Aduh, repot sekali. Evelia mulai panik begitu juga dengan Luna. Belum mulai saja sudah gagal, tidak disangka kali ini Cavin mengambil inisiatif. Pemuda tampan itu berteriak dengan seruan kesal. "Saya adalah anak dari raja brengsek saat ini yang anda kutuk! Biarkan saya meminta penjelasan dari Anda yang telah mengutuk kesialan pada saya seumur hidup!"

Penyihir yang mendengar seruan Cavin kembali menjatuhkan mereka semua. Dengan ragu sembari mengelus janggutnya dia menatap Cavin tertawa remeh. "Hahaha, aku kira kau sudah mati. Masih hidup juga kau?" Mereka merasa perkataan itu keterlaluan-- hanya author yang boleh menistakan tokoh fiksinya, orang lain jangan.

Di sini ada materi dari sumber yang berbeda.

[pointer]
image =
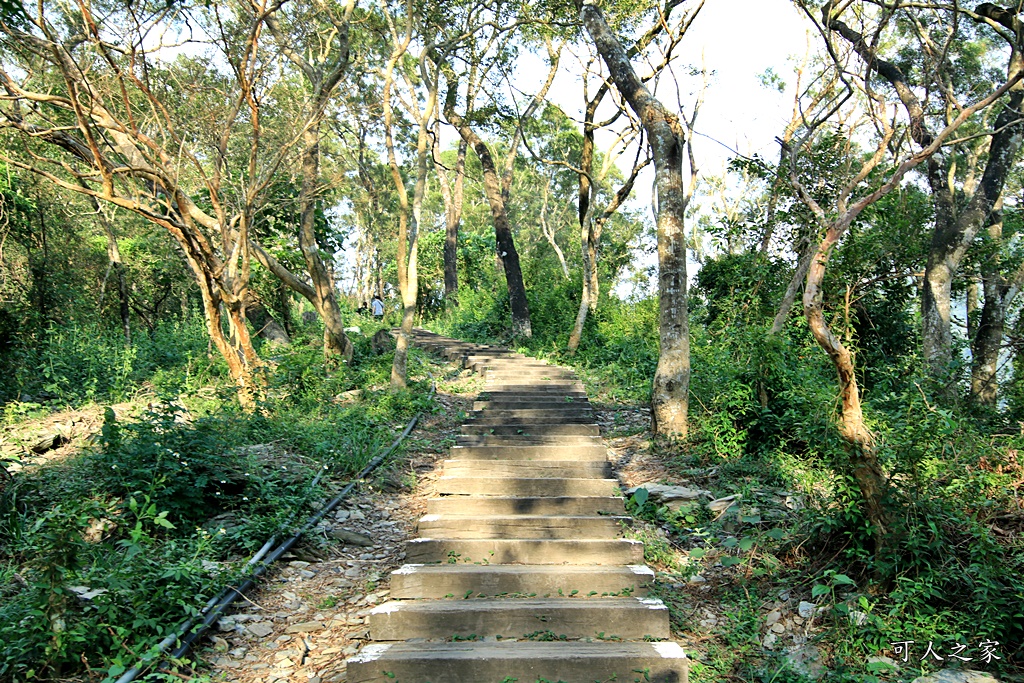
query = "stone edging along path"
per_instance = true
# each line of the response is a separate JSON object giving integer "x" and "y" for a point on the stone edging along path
{"x": 519, "y": 572}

"Bisa-bisanya Anda mengatakan hal itu. Padahal Anda sendiri bagian dari keluarga kerajaan yang dibuang, apa saya salah?" Penyihir itu menyorot Luna semakin terganggu, sebelum berhasil memberikan serangan, Calix terburu mengendalikan alam membuat akar tumbuh menarik pria tua itu hingga jatuh ke tanah.

Penyihir yang tidak senang merapalkan mantra membuat tubuh mereka semua kaku-- tidak bisa bergerak. Tatapannya tajam, penyihir tidak suka masa lalunya dibahas-bahas, mengepalkan tangannya perlahan, tanpa pandang bulu dia ingin menyingkirkan mereka semua untuk dilenyapkan.

Evelia panik, jelas saja orang tua tempramental, wajah emosi lagi-lagi menunjukkan kebencian. Jika begini mereka semua akan mati! "Tunggu! Anda tidak bisa membunuh kami! Ada fakta yang harus kami sampaikan pada Anda yang selama ini Anda cari! Ini semua tentang putri Anda, Alikha Hajirly!"

Penyihir yang mendengarnya terdiam, emosinya mereda kemudian memakai sihir dia menarik tubuh Evelia mendekat dan mengusap wajah gadis itu dengan tatapan serius. "Apa yang kau tahu? Katakan!" Evelia merasakan tubuhnya secara perlahan diikat kuat oleh sesuatu tak kasat mata. Ugh, orang tua ini tidak main-main, berburu waktu, perlahan juga jelas dia berbicara setengah sesak. "Putri yang Anda cintai sejujurnya masih hidup. Dia masih hidup sampai kini dan dia terjebak dalam cengkeraman raja bangsat itu!"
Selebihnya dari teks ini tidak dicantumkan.